Smarter way of doing this?

Tue Feb 3 02:21:57 EST 2004

Max M <maxm at mxm.dk> 
> I have written this function, "choose_by_probability()"
> 
> It takes a list of probabilities in the range 0.00-1.00, and it must 
> then randomly select one of the probabilities and return it's index.
> 
> The idea is to have two lists, one with a value, and another with a 
> probability. The value then gets randomly selected from its probability.
> 
> values = ['item 1','item 2','item 3',]
> probabilities = [0.66, 0.33, 0.16]

Here is a simplified version of the approach you took:

def select(tab, random=random.random):
    cp = 0
    r = random()
    for i, p in enumerate(tab):
        cp += p
        if cp > r:
            return i
    raise Exception('probabilities do not add upto 1.0')

If you need to call this many times and for large table, there are
ways to speed this up.

* re-arrange the tables to make sure the largest probabilities come
first.

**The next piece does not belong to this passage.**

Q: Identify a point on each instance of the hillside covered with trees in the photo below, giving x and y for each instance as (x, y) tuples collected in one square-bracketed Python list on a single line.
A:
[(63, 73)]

Intentionally or not, your sample data is already arranged this
way (though the probabilities add up to more than 1.0 and should be
scaled back to 1.0).

* pre-summarize the summations with a cumulative probability table:
  [.50, .25, .15, .10]   --> [.50, .75, .90, 1.00]

def cselect(ctab, random=random.random):
    r = random()
    for i, cp in enumerate(ctab):
        if cp > r:
            return i
    raise Exception

* if the table is cumulative and large, bisection offers a faster
search:

def cselect(ctab, random=random.random, bisect=bisect.bisect):
    return bisect(ctab, random())

* if the probabilities come in integer ratios, you could reduce the
problem to an O(1) lookup:

  [.5, .3, .1, .1] --> [0,0,0,0,0,1,1,1,2,3]

def lselect(ltab, choice=random.choice):
    return choice(ltab)

IOW, if speed is what is important, then be sure to exploit any known
structure in the data (ordering, cumulativeness, integer rations, etc)
and don't compute anything twice (pre-compute the summation).

Raymond Hettinger